Obviously, he has not done so. Cruz has been part of the problem in specific situations where Hutchison would have been part of the solution.
- And when you've lost Grover Norquist, you've lost the last thread tying yourself to supposed "fiscal" conservatism. Not that Norquist has any interest in tying himself to conservatism these days either, so ragged has the brand become:
“It’d be a good idea if they stopped referring to other Republicans as Hitler appeasers because they opposed the strategy they put forward which failed,” Norquist says. “I think if you make a mistake as big as what they did, you owe your fellow senators and congressmen a big apology — and your constituents, as well, because nothing they did advanced the cause of repealing or dismantling Obamacare.” […]
“These are the people who said, ‘Plan: Step One, Invade Iraq. Step Two, It turns into Kansas,’” Norquist says. “Could I ask if there’s anything in between Step One and Step Two? ‘Oh ye of little faith.’”
- For his part, House Speaker John Boehner may yet keep his position after all of this—despite no apparent plan, ability to execute that plan, ability to hold his caucus in line, ability to count, ability to negotiate, ability to clearly articulate what exactly the damn demands were besides opening up a unicorn brothel for conservative House members. The general feeling among the arsonists is that well, at least he let them have a good solid go at it:
Speaking at an event with fellow conservatives, Labrador said he was “really proud” of Boehner’s handling of the fiscal crisis and that, over the last two-and-a-half weeks, “he has been the kind of Speaker I’ve been looking for for the last two-and-a-half years.” […]
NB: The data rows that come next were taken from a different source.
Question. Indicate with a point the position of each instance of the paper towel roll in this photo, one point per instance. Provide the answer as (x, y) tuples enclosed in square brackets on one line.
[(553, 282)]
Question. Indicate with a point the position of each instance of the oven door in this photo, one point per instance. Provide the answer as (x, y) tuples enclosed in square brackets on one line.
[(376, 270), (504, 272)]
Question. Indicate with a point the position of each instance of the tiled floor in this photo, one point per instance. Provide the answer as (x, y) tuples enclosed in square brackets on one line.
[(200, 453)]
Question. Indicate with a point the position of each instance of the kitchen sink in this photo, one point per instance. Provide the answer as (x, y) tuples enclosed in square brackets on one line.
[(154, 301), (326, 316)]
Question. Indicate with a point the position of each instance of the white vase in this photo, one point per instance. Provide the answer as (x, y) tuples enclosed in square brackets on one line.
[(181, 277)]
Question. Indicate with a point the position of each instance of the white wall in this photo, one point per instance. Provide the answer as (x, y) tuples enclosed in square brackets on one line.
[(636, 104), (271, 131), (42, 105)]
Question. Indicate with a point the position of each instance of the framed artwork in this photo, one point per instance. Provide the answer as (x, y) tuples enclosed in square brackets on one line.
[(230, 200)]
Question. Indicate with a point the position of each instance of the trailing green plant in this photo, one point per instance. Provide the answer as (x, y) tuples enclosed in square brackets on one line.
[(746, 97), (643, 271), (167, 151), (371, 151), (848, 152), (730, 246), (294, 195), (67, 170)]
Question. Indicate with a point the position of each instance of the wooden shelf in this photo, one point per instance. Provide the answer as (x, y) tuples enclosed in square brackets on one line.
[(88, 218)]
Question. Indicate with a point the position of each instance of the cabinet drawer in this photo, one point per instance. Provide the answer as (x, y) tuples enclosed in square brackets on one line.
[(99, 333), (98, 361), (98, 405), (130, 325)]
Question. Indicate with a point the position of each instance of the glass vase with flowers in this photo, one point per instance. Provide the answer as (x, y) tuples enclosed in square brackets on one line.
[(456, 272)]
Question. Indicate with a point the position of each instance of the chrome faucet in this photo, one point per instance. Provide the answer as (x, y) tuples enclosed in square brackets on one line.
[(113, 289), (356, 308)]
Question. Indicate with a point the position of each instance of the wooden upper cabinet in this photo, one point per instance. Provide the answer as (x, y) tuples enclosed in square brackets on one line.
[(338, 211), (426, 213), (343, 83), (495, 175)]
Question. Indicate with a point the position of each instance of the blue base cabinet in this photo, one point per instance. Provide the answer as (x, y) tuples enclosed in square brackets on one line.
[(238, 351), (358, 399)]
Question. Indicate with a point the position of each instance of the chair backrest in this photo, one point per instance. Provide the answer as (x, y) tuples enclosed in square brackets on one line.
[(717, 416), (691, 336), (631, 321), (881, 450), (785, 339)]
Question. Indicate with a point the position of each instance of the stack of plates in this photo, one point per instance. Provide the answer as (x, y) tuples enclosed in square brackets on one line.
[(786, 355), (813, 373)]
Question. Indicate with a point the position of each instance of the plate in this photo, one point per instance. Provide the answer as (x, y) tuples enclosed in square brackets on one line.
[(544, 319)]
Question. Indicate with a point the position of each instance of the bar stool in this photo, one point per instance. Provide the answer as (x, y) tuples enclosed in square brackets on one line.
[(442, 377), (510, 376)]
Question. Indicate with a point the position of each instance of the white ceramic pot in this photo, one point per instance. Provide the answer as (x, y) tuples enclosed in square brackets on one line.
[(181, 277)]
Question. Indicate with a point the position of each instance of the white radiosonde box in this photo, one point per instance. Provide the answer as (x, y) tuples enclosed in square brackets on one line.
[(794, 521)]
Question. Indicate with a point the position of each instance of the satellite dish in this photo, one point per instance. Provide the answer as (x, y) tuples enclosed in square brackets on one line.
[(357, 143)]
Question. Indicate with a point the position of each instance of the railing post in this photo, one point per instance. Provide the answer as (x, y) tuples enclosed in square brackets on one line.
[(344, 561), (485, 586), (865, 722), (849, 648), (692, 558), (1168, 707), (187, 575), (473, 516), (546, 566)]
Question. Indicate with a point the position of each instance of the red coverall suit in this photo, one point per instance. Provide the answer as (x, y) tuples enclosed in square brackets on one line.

Rep. Mark Meadows (R-N.C.) told The Hill, "conservatives feel like he's fought the good fight .... You can quote me on that."
- But perhaps the most (ahem) "interesting" pro-Boehner premise paints him as a true genius who did all of this because well that was the plan all along you see.
By allowing Ted Cruz to shut down the government, and by accepting the strategic advice of the idiots at Heritage Action, Boehner taught the rank and file a lesson that they probably won’t forget any time soon. Following the advice of those bozos will get you nowhere fast.Yes. He only hurled himself down the stairwell to teach all you other chumps what happens when you do that. A brilliant plan indeed.
As for how this will all pan out? Who knows. Perhaps true conservatives will split off into a third party. Perhaps true conservatives will lock themselves in the wardrobe, refusing to come out until Narnia shows itself. Perhaps true conservatism will yet again be redefined in order to pretend this whole sorry episode never took place. Once Obama is out of office, that is. In the meantime, we'll be doing all of this all over again, from scratch, in just a few short months. That's just how America rolls now, baby.